Last night was simply amazing. It was one of the most thrilling cumulative nights of baseball to ever occur, and I will leave it to much better writers than I to explain the awesomeness and the significance of what happened. But as a blogger, and someone whose profession is in the digital media field, I have to comment on just how unprecedented last night’s experience was for millions of people across the globe.
Simply put, last night could not have happened even five years ago. No, the baseball world has never seen a roller coaster night of ups and downs filled with the implications that we experienced yesterday, but even if it had, there is no way it would have been ingested in quite the same way that made it so exceptionally special.
From 10 p.m. on, I sat in my living room with the television tuned to ESPN to monitor the Rays and Yankees game, while at the same time I watched the Braves vs. Phillies and Red Sox vs. Orioles contests on my laptop and iPad via MLB.TV. I was locked in, ready to see whatever happened on the night streaming in real time. Meanwhile, I chatted with baseball fans, some of them friends, some of them strangers, on Twitter throughout the night as the events unfolded.
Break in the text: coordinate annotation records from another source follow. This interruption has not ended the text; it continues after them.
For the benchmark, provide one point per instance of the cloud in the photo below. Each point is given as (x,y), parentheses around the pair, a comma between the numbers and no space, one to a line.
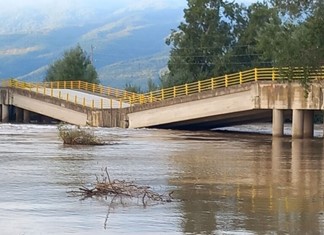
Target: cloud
(18,51)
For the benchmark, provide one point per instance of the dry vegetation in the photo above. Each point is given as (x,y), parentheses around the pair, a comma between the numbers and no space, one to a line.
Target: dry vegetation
(106,187)
(75,135)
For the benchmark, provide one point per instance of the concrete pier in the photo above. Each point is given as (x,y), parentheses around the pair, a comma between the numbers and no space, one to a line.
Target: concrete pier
(277,123)
(308,124)
(5,113)
(26,116)
(19,115)
(298,124)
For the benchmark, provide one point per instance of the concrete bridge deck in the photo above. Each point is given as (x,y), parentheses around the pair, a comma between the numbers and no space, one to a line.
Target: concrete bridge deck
(244,97)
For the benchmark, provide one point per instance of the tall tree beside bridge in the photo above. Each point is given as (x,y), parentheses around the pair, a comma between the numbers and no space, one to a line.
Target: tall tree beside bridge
(75,65)
(217,37)
(298,41)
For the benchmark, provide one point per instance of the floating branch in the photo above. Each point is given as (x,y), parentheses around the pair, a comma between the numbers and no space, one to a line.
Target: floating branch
(75,135)
(120,188)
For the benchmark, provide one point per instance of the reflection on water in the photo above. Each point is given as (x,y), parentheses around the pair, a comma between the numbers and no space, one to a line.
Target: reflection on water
(222,182)
(251,186)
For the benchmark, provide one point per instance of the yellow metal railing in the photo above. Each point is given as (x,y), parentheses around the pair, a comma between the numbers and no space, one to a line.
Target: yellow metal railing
(122,97)
(253,75)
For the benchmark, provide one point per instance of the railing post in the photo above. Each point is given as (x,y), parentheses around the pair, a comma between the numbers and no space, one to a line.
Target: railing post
(273,74)
(241,78)
(256,74)
(121,103)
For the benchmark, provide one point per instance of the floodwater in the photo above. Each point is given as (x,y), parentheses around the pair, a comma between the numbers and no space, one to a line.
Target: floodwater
(223,183)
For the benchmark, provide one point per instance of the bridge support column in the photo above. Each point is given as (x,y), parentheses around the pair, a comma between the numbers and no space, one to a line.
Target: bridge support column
(308,124)
(26,116)
(297,124)
(277,123)
(19,114)
(5,113)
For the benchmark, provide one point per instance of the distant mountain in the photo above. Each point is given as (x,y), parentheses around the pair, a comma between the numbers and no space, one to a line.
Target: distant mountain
(126,47)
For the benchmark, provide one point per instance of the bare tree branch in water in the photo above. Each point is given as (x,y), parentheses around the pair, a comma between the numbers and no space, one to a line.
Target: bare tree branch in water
(106,187)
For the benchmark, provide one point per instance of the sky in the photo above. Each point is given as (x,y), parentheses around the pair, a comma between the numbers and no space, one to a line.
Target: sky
(6,5)
(20,16)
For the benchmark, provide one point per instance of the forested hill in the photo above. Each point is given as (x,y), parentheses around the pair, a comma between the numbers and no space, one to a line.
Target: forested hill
(125,47)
As a result, I was able to watch two of the biggest collapses AND one of the most courageous comebacks in the history of the game, SIMULTANEOUSLY. Meanwhile I was able to share that experience with millions of baseball fans from across the globe through Twitter. I instantly saw the emotions from all ends of the spectrum as shared on Twitter, and was immediately supplied with fascinating content and anecdotes on the events of a night I will never forget. It was absolutely unbelievable, and made one of the most magical nights in baseball history even more incredible to digest.
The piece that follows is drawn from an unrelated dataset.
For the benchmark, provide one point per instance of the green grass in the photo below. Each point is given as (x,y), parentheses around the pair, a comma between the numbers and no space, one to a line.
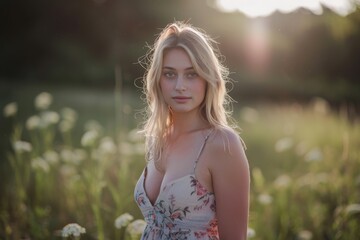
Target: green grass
(304,159)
Outside of my living room, I have to believe technology impacted the experiences of those fans lucky enough to be at one of those games as well. After the Red Sox were defeated by the Baltimore Orioles, you could hear the fans in Tampa Bay cheer before even the announcers or the local scoreboard operators knew what was going on. Through smart phones, many fans were likely huddled around one another keeping an eye on the other unbelievable events of the night, while personally experiencing one themselves.
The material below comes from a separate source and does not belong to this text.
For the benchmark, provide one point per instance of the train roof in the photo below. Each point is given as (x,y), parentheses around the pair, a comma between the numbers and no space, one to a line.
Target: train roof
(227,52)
Five years ago, if you attended a game on the last day of the regular season and your team happened to be in the playoff chase, the only way you could know what was happening around the league was by the updates on the out of town scoreboard. Last night, fans no doubt watched streaming video as the out of town games that had major implications on their own team’s season went down.
The numbers from last night are baffling, and the heroics by Evan Longoria and the Baltimore Orioles will be remembered for years to come. Red Sox and Braves fans will be telling their children about the infamy of the evening, and most other fans will tell tales of where they were, and how they watched. It was the baseball gods that made last night what it was, but it was the technology that helped us truly ingest it.